The cost of one double syringe of Tisseel Duo Quick (0.5 ml) is about equal to the cost of five sutures. Typically, we operate on six to seven patients on one day with the same Tisseel syringes, although those would be enough for eight to nine patients. Thus, the material cost of the cut and paste method became somewhat lower than that of the sutures. In addition, the time cost is about the half of that with sutures.

Thus, the presence of the sutures causes significantly more postoperative pain. This may be due to the sutures themselves and/or the inflammatory process around the sutures during degradation.21

The immediate adhesion of the whole graft may inhibit the fibroblasts of the nasal Tenon’s tissue from proliferating towards the cornea, keeping recurrence rate low.

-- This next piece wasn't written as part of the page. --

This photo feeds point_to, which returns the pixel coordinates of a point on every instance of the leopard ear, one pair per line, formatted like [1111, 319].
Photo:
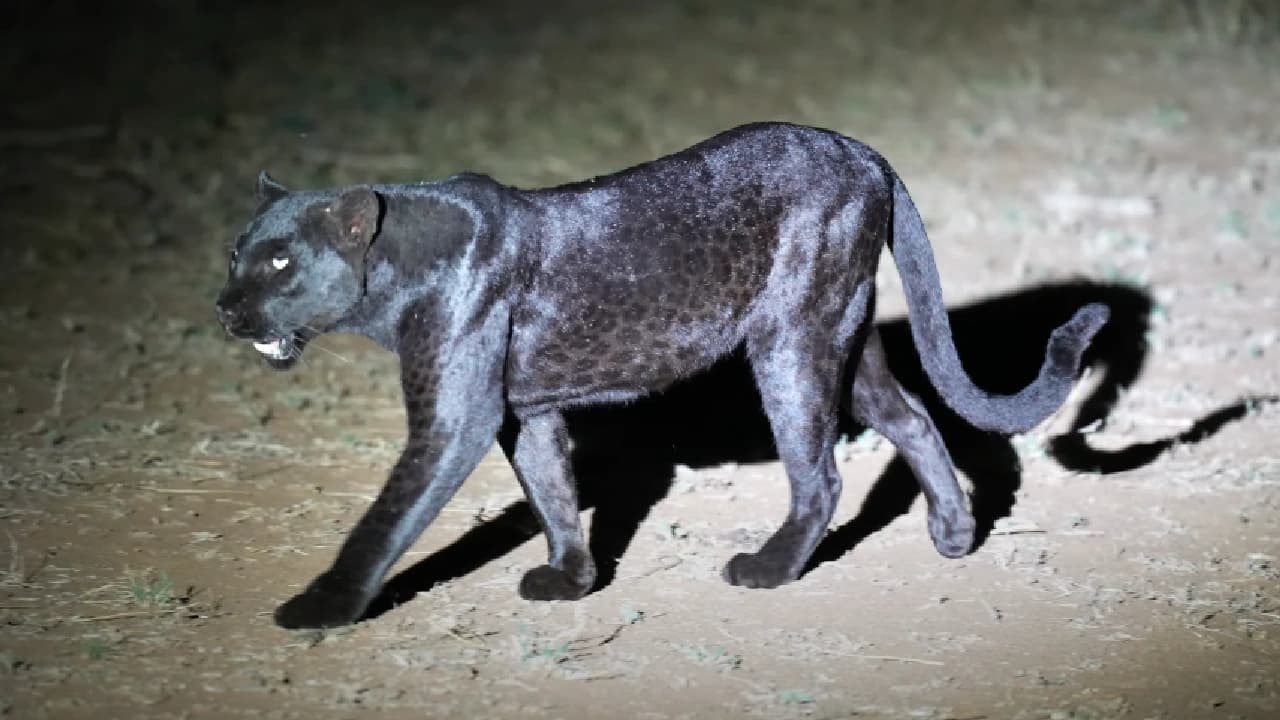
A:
[268, 188]
[355, 213]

Prospective series in the literature report 2%–39% recurrence rate.22 The total recurrence rate in this study is 14%. All six recurrences in our study were small; no reoperations were required. The two recurrences in the glue group started at the inferior graft corners; the cause could be inadequate excision of the pterygium tissue or perhaps too much Tenon’s tissue left on the graft. Using fibrin glue for graft fixation in pterygium surgery is a safe, fast method and does not have any side effects. The recurrence rate seems not to be higher than that with sutures. The total discomfort is considerably less. Further evaluation of the recurrence rate is needed with larger series. Based on these results we recommend early intervention, thus shortening the suffering time for these patients and also keeping postoperative astigmatism and postoperative corneal haze to a minimum.